Through Alice Glass Darkly

by Larry Smith

“I’ve not gone that far before.”

She saw the light in his eyes. It was the light of the lover’s triumph, the sort she’d come to adore. The moment she said it, the awesome power she angled for passed right through her. It was all around the room. She thrilled at this power in him, which was all for her. It made him so happy, and she knew how to conjure it. She loved it more than anything else in life.

“No one ever came in your mouth before?” When she shook her head, with the studied timidity she knew men found attractive, he smiled intently, all the more intently because he didn’t part his lips at all. Because of her, he would walk home the next day in the early morning autumn drizzle alive with the sense of nonpareil conquest. The October light churned inside him. Elated, he’d greet each passer-by with a hello. The world is yours, Mark Fargus.

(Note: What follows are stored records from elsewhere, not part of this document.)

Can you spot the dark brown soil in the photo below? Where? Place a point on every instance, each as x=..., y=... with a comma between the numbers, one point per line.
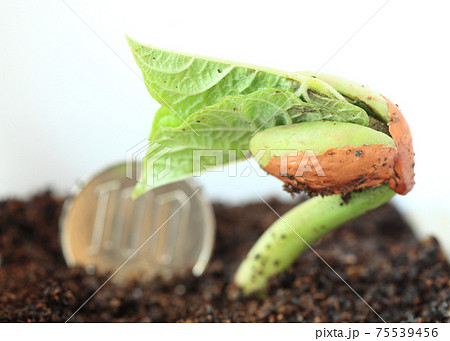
x=401, y=278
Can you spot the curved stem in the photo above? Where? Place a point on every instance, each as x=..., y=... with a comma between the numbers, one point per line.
x=291, y=234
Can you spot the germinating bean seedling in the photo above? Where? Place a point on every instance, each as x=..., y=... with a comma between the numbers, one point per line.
x=346, y=145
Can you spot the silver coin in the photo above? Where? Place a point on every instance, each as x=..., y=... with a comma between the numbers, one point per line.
x=164, y=232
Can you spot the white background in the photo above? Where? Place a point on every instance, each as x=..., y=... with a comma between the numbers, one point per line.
x=69, y=105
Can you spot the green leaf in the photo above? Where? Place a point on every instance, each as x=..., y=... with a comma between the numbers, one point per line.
x=226, y=127
x=356, y=93
x=188, y=83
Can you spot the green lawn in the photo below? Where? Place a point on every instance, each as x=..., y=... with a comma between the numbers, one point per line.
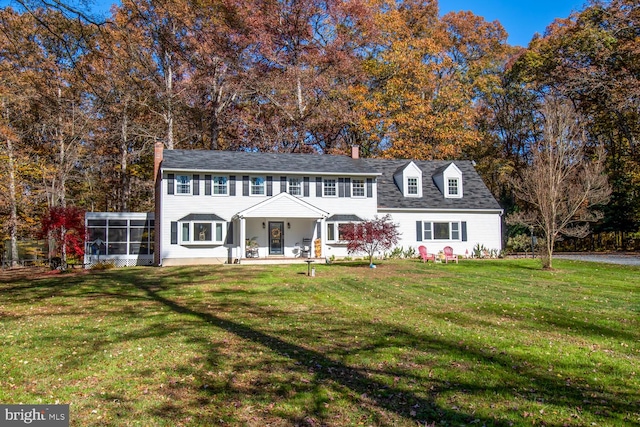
x=479, y=343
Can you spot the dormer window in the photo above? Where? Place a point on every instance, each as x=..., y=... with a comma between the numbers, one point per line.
x=408, y=178
x=453, y=186
x=412, y=186
x=448, y=179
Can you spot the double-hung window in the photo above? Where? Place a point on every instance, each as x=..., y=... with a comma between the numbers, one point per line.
x=257, y=186
x=202, y=232
x=452, y=185
x=295, y=187
x=220, y=185
x=357, y=187
x=329, y=188
x=412, y=186
x=183, y=184
x=441, y=231
x=335, y=231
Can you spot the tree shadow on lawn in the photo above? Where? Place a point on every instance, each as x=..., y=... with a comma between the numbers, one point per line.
x=522, y=378
x=533, y=385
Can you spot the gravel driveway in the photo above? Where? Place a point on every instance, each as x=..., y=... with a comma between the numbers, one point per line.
x=613, y=258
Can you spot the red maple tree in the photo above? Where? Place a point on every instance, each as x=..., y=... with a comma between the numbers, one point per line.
x=376, y=235
x=65, y=225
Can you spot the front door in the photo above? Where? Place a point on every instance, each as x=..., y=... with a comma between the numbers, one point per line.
x=276, y=238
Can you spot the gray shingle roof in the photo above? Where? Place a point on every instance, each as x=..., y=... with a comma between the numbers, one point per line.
x=476, y=195
x=242, y=161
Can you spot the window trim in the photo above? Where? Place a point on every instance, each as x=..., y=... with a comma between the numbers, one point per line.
x=180, y=185
x=336, y=231
x=457, y=187
x=253, y=186
x=298, y=186
x=325, y=182
x=410, y=186
x=362, y=187
x=191, y=228
x=429, y=227
x=214, y=185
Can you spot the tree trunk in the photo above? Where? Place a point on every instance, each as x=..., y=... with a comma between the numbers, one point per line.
x=124, y=179
x=13, y=201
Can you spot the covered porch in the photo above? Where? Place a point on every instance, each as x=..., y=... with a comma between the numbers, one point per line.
x=281, y=228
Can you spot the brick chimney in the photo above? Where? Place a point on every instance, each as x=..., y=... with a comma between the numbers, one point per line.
x=158, y=153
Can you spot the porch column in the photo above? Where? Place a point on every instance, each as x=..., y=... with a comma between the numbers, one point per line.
x=243, y=238
x=321, y=228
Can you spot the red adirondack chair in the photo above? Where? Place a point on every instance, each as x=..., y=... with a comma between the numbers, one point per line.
x=426, y=256
x=448, y=255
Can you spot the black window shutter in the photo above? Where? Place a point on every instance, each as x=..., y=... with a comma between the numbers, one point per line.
x=207, y=185
x=171, y=183
x=229, y=233
x=196, y=185
x=269, y=186
x=245, y=185
x=174, y=233
x=306, y=186
x=232, y=185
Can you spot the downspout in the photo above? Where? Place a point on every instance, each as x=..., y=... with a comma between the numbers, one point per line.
x=157, y=174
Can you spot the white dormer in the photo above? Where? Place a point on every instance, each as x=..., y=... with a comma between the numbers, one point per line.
x=409, y=180
x=448, y=179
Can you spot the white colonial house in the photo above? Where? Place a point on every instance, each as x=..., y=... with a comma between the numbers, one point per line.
x=226, y=207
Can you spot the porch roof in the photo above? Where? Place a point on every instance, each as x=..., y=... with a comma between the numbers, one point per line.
x=345, y=217
x=201, y=217
x=282, y=205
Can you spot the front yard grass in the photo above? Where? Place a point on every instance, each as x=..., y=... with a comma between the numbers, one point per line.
x=495, y=343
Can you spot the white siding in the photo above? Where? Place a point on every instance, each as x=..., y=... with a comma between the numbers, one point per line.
x=483, y=228
x=177, y=206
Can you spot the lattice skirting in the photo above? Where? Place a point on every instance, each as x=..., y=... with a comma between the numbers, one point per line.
x=137, y=262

Alice Glass was demure, diminutive, nearly exquisite. Her eyes really were green. She had lovely thin lips. Naked, when she’d admire her puckered blood-red nipples in the mirror, she imagined the joy of men seeing them for the first time. How sweet to the suck they must be! Alice walked on girlish little chicken legs. Her back tapered smoothly to her bum. Sometimes, she cropped her dark blond hair. Other times, she put it up in a bun like a schoolmarm’s. She knew how men exalt to make a schoolmarm moan. Howling was the gift she gave the men she wanted happy. Alice was not an eye catcher in the sense that strangers stared at her on the street. But men who spent time with her, and got to know her, or just spent an extra moment or two to look at her, realized how beautiful she was.

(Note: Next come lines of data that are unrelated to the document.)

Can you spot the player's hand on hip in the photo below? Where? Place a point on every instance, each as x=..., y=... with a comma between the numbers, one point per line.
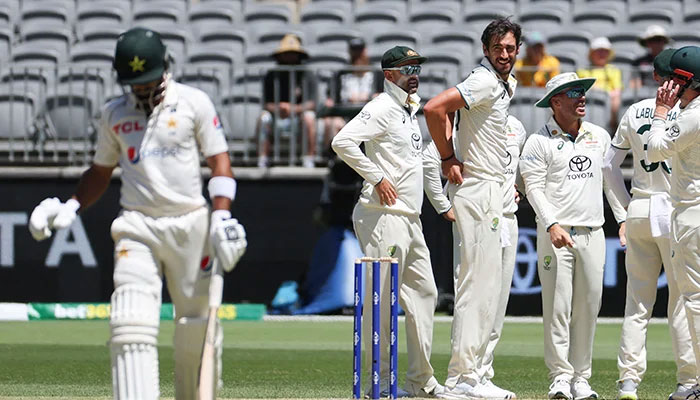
x=452, y=169
x=386, y=192
x=52, y=214
x=623, y=234
x=228, y=239
x=560, y=237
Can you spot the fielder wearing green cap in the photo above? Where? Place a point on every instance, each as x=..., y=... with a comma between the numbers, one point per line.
x=646, y=234
x=387, y=215
x=679, y=140
x=562, y=168
x=157, y=135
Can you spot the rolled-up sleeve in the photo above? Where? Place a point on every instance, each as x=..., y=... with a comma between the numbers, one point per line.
x=533, y=168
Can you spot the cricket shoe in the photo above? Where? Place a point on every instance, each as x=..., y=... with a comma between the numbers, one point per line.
x=560, y=389
x=466, y=391
x=685, y=392
x=581, y=390
x=495, y=391
x=627, y=390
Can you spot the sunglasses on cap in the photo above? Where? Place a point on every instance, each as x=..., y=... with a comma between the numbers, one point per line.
x=406, y=69
x=575, y=92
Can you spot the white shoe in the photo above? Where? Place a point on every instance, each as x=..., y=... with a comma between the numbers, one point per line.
x=560, y=389
x=684, y=392
x=581, y=390
x=496, y=392
x=466, y=391
x=627, y=390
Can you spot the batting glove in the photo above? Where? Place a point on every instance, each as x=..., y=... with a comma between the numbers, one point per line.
x=52, y=214
x=228, y=238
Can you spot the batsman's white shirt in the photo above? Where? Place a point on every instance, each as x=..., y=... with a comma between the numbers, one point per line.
x=159, y=154
x=633, y=133
x=479, y=124
x=393, y=144
x=568, y=172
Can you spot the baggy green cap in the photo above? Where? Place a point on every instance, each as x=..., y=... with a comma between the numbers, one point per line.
x=139, y=57
x=400, y=54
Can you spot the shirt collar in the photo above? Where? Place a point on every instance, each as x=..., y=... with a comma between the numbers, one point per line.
x=555, y=130
x=401, y=97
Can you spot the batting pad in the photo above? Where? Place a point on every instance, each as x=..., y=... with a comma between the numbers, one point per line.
x=189, y=341
x=134, y=320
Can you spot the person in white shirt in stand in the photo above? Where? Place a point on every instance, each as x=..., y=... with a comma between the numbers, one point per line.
x=646, y=234
x=387, y=216
x=561, y=166
x=437, y=196
x=479, y=108
x=680, y=141
x=156, y=133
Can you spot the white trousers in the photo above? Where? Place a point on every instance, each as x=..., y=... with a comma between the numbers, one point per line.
x=643, y=260
x=572, y=286
x=508, y=253
x=685, y=256
x=478, y=208
x=380, y=234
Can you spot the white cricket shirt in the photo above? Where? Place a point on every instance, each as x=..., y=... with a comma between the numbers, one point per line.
x=568, y=172
x=633, y=133
x=393, y=146
x=679, y=140
x=480, y=124
x=159, y=154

Jack Rutter, aroused with love in the April bloom, thought it extraordinary to have his thing in her mouth. When he finished up, he marveled at the daisy-like loveliness of the face he had dumped in. It was beauty itself, like an abstraction, the very definition of loveliness and beauty that he’d penetrated. Jack was intelligent enough to recognize abstraction when he saw it and he savored it accordingly. But it was when she bowed her head and smiled, and said, “I must tell you, I’ve not gone that far before,” that his very self hovering above her expanded like a bellows.

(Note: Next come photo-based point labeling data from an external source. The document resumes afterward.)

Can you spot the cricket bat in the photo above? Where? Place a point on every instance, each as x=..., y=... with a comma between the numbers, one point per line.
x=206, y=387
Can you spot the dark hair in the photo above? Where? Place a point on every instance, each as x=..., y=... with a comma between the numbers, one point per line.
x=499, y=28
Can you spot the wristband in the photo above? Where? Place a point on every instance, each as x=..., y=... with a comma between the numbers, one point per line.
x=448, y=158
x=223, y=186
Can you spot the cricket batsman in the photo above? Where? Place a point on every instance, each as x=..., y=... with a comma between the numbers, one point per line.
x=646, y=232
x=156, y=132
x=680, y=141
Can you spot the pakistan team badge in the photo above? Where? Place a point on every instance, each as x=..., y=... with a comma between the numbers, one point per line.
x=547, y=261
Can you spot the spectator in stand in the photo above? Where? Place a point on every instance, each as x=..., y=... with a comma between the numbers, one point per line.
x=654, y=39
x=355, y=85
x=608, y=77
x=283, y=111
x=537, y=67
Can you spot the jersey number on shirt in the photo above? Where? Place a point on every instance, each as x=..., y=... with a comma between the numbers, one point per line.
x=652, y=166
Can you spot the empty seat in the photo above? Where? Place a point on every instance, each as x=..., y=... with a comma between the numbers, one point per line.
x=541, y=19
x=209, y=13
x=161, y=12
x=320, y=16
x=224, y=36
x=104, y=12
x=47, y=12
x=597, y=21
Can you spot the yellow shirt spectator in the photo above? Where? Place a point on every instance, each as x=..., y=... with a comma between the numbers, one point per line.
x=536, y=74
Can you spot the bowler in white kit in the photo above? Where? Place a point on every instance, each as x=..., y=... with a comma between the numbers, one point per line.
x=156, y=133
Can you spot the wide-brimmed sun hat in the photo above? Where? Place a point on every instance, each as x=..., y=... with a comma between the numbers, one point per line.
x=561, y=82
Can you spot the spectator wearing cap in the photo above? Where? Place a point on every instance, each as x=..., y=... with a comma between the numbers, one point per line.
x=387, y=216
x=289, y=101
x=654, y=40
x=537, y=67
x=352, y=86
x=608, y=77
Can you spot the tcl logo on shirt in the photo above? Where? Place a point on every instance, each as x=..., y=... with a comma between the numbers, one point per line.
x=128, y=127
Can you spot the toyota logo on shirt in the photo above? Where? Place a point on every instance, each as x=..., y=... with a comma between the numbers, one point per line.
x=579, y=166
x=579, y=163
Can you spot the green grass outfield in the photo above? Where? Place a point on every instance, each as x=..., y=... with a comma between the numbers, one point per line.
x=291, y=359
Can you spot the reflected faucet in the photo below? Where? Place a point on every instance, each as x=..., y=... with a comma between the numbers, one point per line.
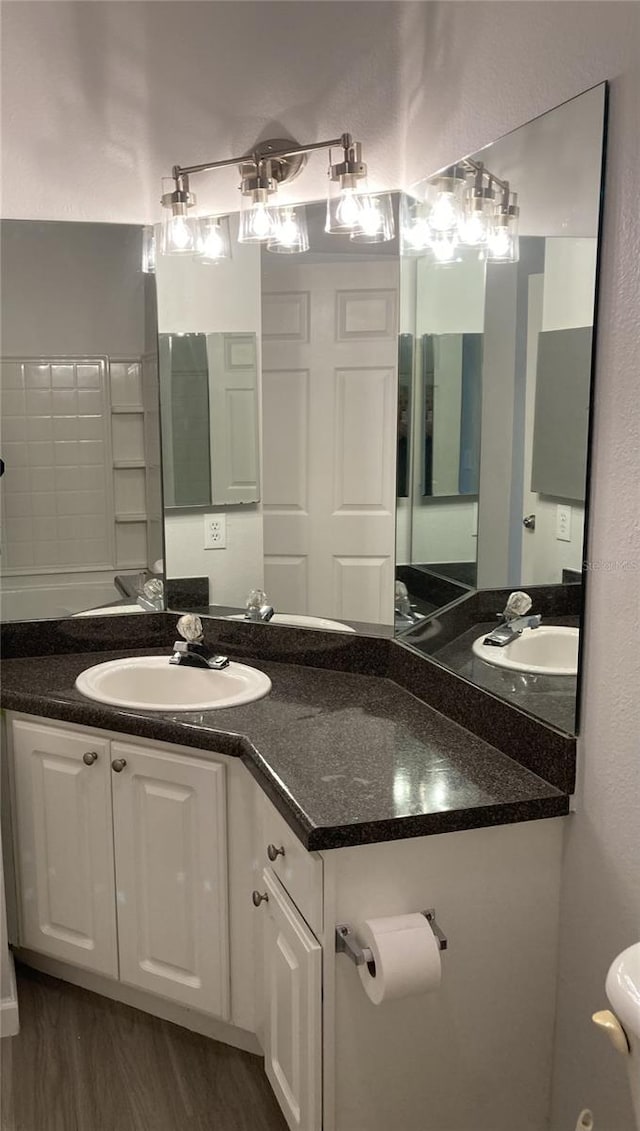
x=513, y=620
x=258, y=607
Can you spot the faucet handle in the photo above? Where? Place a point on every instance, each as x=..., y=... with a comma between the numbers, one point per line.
x=518, y=605
x=190, y=628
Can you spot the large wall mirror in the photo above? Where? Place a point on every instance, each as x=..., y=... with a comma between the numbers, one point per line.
x=81, y=525
x=499, y=406
x=308, y=498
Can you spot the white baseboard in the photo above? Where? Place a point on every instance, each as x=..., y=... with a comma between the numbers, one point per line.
x=139, y=999
x=9, y=1018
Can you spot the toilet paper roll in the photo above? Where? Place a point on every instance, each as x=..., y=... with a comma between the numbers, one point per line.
x=406, y=957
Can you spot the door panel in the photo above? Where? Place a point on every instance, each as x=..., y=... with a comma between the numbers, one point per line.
x=65, y=846
x=329, y=351
x=293, y=1010
x=169, y=816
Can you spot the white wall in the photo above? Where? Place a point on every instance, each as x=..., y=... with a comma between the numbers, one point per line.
x=91, y=106
x=207, y=299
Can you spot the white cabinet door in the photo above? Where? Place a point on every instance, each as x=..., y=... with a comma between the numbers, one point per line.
x=293, y=1010
x=169, y=820
x=65, y=845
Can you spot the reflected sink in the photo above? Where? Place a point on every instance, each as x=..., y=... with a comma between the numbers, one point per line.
x=152, y=683
x=546, y=650
x=296, y=621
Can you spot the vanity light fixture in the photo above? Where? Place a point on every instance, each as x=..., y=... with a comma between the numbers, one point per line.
x=290, y=234
x=351, y=209
x=457, y=209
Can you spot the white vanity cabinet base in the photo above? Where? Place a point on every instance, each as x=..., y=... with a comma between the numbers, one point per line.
x=65, y=845
x=293, y=1009
x=171, y=872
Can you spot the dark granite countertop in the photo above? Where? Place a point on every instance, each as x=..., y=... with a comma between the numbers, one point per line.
x=550, y=697
x=347, y=759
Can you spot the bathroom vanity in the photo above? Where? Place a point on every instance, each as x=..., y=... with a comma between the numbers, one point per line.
x=197, y=865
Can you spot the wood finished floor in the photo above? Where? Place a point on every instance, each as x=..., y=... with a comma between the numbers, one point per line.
x=85, y=1063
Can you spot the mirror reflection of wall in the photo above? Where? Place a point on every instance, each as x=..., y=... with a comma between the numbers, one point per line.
x=500, y=399
x=320, y=537
x=81, y=507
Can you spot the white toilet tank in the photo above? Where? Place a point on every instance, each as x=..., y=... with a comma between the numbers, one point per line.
x=623, y=992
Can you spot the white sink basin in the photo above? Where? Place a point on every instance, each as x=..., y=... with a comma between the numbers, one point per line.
x=152, y=683
x=111, y=611
x=546, y=650
x=296, y=621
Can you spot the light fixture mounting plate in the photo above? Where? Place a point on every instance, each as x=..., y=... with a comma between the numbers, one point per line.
x=283, y=169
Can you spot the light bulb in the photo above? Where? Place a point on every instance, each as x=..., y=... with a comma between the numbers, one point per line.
x=213, y=244
x=260, y=221
x=347, y=213
x=288, y=229
x=474, y=229
x=500, y=242
x=370, y=217
x=180, y=234
x=444, y=214
x=443, y=249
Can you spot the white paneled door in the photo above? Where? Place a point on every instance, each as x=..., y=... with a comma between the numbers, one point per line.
x=169, y=820
x=65, y=845
x=329, y=371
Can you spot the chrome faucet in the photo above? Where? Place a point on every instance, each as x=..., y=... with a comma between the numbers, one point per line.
x=192, y=652
x=258, y=607
x=513, y=620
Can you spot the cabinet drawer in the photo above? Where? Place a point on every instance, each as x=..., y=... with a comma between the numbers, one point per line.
x=299, y=871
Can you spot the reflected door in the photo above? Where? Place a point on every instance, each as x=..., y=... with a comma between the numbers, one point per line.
x=329, y=352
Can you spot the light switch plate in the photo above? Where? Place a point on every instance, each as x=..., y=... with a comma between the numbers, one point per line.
x=563, y=523
x=215, y=532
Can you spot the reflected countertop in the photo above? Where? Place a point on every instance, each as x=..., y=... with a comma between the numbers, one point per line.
x=347, y=759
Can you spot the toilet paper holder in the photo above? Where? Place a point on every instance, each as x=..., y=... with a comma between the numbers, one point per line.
x=347, y=943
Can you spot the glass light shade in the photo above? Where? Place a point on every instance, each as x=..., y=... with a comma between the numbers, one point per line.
x=503, y=245
x=290, y=235
x=344, y=204
x=215, y=243
x=257, y=219
x=446, y=200
x=180, y=232
x=375, y=219
x=476, y=225
x=148, y=250
x=444, y=247
x=415, y=233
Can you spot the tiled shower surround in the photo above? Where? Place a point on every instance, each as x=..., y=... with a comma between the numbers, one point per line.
x=76, y=488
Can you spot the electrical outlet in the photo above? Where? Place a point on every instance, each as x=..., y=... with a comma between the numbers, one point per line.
x=215, y=532
x=563, y=523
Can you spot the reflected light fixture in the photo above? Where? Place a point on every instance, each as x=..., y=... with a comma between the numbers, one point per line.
x=503, y=244
x=457, y=209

“You’re kidding,” he said.

“Well, no. I’m not kidding,” said Alice. She pressed his hand to her cheek. “I didn’t think I would, but I was enjoying it so.” She looked up, grinning. “I just couldn’t stop!”

“I can’t believe it.”

“Honest Injin!” she laughed. “And might I say thank you?”

“Thank you!” he beamed.

She was studying hard for a Master’s from NYU. Her specialty, and her passion, was modern fiction. Alice treasured it for the great sensuality in the best stories her favorite writers wrote even when they weren’t writing about love. How wonderful she thought it would be, this power to entrance the world like great writers do. Yet she also spotted a raw adolescent sensibility in some of what she studied, and that she did not admire so much. The Alexandrian Quartet figured into her thesis, for example, along with The Magus. Both works were about illusions, or at least different ways of fabricating reality, and in that theme she found their common ground in modernity.

Yet both fell short in ways that left her dissatisfied. Durrell needed Coptic conspiracies and picturesque foreign hosts because he lacked imagination for the fantasias of everyday life, which, for Alice, were as alluring, or probably more alluring, than most such far-flung exotica. But at least The Alexandrian Quartet was an adventure, to be savored as such, what with all its strange people doing strange things in their sinister silky places. By contrast, The Magus was, finally, mired in the everyday.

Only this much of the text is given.